Grant writing is doing science, but also often a waste of time
Scientists spend too much time writing grants and not doing science.
This is a common complaint, but it is a little simplistic. A lot of grant writing is science. In fact, I rarely do a deep dive into the literature anymore except when I’m writing a grant and this is very valuable for my science. When writing grants, I also plan experiments and data analyses, figure out what is important to work on and do many other important tasks towards better science.
The problem is that not all work towards a grant advances science as a whole. Some of it, really is just for this specific grant and is purely a cost of grant writing.
We can do a standard 2x2 matrix on useful for grant/science:
The green quadrant of things that are useful for both the grant and science is actually a large part of grant writing. The big problem is the red-colored top-left quadrant: work that is useful for the grant and only for the grant.
To a large extent, there are some funding best practices that minimize work in the red quadrant12:
Make formatting checks light and/or automated. People currently worry whether converting from Word to PDF in an Apple computer can result in text being submitted with a 10.98pt font size instead of the mandatory 11pt.3
Since most grants are going to be rejected, consider doing a two stage selection where an initial stage is much less laborious to apply for and details are only required for those selected for the second round.
A CV should be a PDF document, not a form. Particularly not one where you need to type in a bunch of irrelevant information: Is there a single instance where the exact date in which I was awarded my PhD was a piece of information that changed any single decision?
A much more controversial proposal though is to make grants more dependent on track-record. There is an ideal whereby grants are evaluated blindly: an idea should stand on its own independently of who proposes it: the same grant proposed by a Nobel Laureate and by a graduate student should have the same chance of succeeding. This is rarely the case, but I would argue that, if anything, track-record should count for more. Naturally, this needs to be adjusted for career stage: an applicant at the start of their career cannot be compared to someone with 20 years of experience and there is a risk that, done poorly, it leads worsening the “up or out” nature of academic careers that is so destructive.
However, done properly, it would mean moving as much as possible from the bottom-right (useful for science, but not for the grant) into the top-right (useful for both funding and science), while even further reducing the red quadrant.

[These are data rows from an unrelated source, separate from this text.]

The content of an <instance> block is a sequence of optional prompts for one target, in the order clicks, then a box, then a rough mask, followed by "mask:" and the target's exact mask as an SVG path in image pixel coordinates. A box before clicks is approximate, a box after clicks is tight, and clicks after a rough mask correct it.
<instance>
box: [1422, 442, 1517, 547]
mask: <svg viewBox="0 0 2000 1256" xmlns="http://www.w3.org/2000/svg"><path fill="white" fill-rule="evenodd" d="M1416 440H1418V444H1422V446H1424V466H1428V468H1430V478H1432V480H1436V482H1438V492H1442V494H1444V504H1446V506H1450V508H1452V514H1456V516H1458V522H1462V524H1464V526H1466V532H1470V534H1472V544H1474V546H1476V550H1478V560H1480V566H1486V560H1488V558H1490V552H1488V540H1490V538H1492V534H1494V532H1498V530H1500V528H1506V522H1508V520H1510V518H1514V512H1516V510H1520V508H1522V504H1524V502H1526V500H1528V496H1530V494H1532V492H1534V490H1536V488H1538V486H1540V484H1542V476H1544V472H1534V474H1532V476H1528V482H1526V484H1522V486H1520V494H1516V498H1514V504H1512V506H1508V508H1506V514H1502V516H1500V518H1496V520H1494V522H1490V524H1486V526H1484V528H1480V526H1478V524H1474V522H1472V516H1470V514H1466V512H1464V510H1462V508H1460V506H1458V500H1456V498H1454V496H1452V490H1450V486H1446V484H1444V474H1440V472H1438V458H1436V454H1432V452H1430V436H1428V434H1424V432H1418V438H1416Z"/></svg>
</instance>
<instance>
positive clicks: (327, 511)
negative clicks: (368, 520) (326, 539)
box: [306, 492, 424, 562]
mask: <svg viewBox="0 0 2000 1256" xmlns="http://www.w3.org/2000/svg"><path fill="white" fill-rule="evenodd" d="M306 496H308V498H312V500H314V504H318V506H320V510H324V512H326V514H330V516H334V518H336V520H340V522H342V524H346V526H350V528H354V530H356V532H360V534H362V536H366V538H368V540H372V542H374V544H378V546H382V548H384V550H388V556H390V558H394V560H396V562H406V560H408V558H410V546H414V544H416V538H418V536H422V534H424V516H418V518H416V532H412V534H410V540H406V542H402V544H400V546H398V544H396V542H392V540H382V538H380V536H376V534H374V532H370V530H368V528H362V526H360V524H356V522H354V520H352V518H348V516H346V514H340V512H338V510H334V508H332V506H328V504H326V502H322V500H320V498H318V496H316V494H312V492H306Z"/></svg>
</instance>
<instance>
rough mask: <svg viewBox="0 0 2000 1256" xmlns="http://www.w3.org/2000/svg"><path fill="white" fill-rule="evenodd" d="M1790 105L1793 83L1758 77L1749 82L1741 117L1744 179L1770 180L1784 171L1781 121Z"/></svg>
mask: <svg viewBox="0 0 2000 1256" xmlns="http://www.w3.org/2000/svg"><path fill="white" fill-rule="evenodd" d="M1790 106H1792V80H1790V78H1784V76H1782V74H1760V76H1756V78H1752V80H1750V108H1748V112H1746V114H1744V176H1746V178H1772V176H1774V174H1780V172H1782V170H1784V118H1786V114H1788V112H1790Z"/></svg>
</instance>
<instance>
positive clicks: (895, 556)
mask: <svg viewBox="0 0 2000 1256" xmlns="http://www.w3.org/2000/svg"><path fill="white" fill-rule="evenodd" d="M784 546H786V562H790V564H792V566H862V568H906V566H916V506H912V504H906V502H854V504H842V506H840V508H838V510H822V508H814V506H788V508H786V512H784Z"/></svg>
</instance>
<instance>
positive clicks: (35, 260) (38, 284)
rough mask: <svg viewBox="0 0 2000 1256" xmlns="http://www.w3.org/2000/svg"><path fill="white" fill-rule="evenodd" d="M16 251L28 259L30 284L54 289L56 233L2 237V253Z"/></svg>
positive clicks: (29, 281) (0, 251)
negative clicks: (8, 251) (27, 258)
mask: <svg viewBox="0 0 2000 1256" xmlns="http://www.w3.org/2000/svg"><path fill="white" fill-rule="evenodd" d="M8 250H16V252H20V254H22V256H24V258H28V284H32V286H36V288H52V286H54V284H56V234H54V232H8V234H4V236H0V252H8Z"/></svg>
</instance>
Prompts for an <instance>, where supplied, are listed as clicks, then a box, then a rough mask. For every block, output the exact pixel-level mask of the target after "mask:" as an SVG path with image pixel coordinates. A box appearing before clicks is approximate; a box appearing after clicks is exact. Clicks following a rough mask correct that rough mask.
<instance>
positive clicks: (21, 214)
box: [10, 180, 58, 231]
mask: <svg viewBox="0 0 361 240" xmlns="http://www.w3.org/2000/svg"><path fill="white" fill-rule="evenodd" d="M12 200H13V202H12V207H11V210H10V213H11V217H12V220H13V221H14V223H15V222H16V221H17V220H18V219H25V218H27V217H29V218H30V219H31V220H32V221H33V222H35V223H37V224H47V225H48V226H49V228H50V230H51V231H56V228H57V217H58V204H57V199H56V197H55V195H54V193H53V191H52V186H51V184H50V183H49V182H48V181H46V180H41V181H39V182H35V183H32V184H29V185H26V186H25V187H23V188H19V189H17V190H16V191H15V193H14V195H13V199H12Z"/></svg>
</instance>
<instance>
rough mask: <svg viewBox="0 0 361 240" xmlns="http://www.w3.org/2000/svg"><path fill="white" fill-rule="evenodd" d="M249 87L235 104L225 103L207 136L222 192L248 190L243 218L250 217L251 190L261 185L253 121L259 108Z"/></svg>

Ideas are cheap and we all know that what ends up happening is often very different from what was written in the grant4: a grant written now cannot predict what will be the best science to be performed three or four years. In the extreme case, funding can be offered purely based on track record: here is what I’ve done in the past 5 years, can I pretty please have some science money?
Generally speaking, private funders tend to be better than public ones at this. If they have limits, it’s a textbox on a webpage that counts words, not someone with a ruler checking whether a PDF is conformant.
Another important question is: if the red quadrant is so important, how does this shape the culture of science but deciding both who is selected and what is rewarded?
This should be seen as an embarrassment by the science funders who impose and enforce such rules, but my guess is that they are proud of it.
Part of grantsmanship is writing in a way that gives you some room to do something different later if you realize that there are better opportunities.